**Question 3: POSITIONAL INDEX AND PHRASE QUERIES**

---



---



**DRIVE MOUNTE**

In [None]:
from google.colab import drive
drive.mount('/content/drive')

Drive already mounted at /content/drive; to attempt to forcibly remount, call drive.mount("/content/drive", force_remount=True).


**LIBRARY / PACKAGE**

In [None]:
import os
import re
import string
import warnings
import pickle
import nltk

from nltk.tokenize import word_tokenize
from nltk.stem import WordNetLemmatizer
from nltk.corpus import stopwords

nltk.download('punkt')
nltk.download('stopwords')
nltk.download('wordnet')

warnings.filterwarnings('ignore')

[nltk_data] Downloading package punkt to /root/nltk_data...
[nltk_data]   Package punkt is already up-to-date!
[nltk_data] Downloading package stopwords to /root/nltk_data...
[nltk_data]   Package stopwords is already up-to-date!
[nltk_data] Downloading package wordnet to /root/nltk_data...
[nltk_data]   Package wordnet is already up-to-date!


**INPUT FOLDER**

In [None]:
directory_path = "/content/drive/MyDrive/text_files/"

**POSITIONAL INDEX CREATION**

In [None]:
positional_index = {}

for doc_id in range(1,1000):
    file_path = os.path.join(directory_path, f"file{doc_id}.txt")

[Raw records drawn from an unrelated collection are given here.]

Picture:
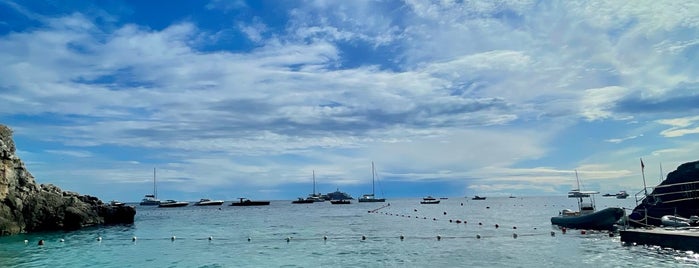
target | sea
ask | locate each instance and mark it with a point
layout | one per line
(458, 232)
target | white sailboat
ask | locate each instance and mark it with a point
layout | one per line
(151, 199)
(371, 197)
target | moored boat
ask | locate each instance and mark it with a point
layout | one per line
(172, 203)
(340, 202)
(208, 202)
(371, 197)
(429, 200)
(586, 217)
(247, 202)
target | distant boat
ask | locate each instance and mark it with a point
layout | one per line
(172, 203)
(311, 198)
(208, 202)
(429, 200)
(622, 195)
(337, 195)
(244, 202)
(151, 199)
(371, 197)
(303, 201)
(586, 217)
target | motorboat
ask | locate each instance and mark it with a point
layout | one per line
(340, 202)
(244, 202)
(429, 200)
(587, 217)
(172, 203)
(303, 201)
(208, 202)
(371, 197)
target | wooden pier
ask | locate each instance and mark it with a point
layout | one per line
(676, 238)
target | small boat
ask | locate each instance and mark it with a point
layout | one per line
(208, 202)
(429, 200)
(151, 199)
(677, 221)
(303, 201)
(370, 197)
(172, 203)
(587, 217)
(622, 195)
(244, 202)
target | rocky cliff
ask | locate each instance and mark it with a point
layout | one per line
(28, 207)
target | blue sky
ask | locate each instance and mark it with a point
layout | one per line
(448, 98)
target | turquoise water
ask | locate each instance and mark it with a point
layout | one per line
(268, 228)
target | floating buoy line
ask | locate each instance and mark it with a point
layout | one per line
(359, 237)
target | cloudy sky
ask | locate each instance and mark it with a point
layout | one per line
(448, 98)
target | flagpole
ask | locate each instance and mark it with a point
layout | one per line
(645, 189)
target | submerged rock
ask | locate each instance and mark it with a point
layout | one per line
(28, 207)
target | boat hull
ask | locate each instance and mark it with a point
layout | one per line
(600, 220)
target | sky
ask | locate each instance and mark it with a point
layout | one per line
(228, 99)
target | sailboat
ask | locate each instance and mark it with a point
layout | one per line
(312, 198)
(151, 199)
(371, 197)
(586, 217)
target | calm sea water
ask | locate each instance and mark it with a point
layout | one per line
(268, 228)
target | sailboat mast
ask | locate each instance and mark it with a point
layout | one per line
(155, 189)
(372, 177)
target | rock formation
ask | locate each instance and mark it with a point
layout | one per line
(28, 207)
(677, 195)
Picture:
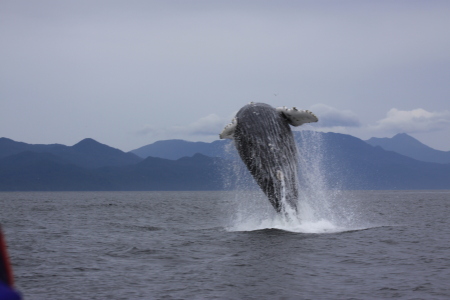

    if os.path.exists(file_path):
        with open(file_path, 'r') as file:
            content = file.read()
            terms = content.split()

            for position, term in enumerate(terms, start=1):
                if term not in positional_index:
                    positional_index[term] = {
                        'doc_count': 1,
                        'docs': {doc_id: [position]}
                    }
                else:
                    positional_index[term]['doc_count'] += 1
                    if doc_id not in positional_index[term]['docs']:
                        positional_index[term]['docs'][doc_id] = [position]
                    else:
                        positional_index[term]['docs'][doc_id].append(position)
    else:
        print(f"File file{doc_id}.txt does not exist.")

In [None]:
for key, value in positional_index.items():
    print(f"{key}: {{\n    'doc_freq': {value['doc_count']},\n    'docs': {value['docs']}\n}}")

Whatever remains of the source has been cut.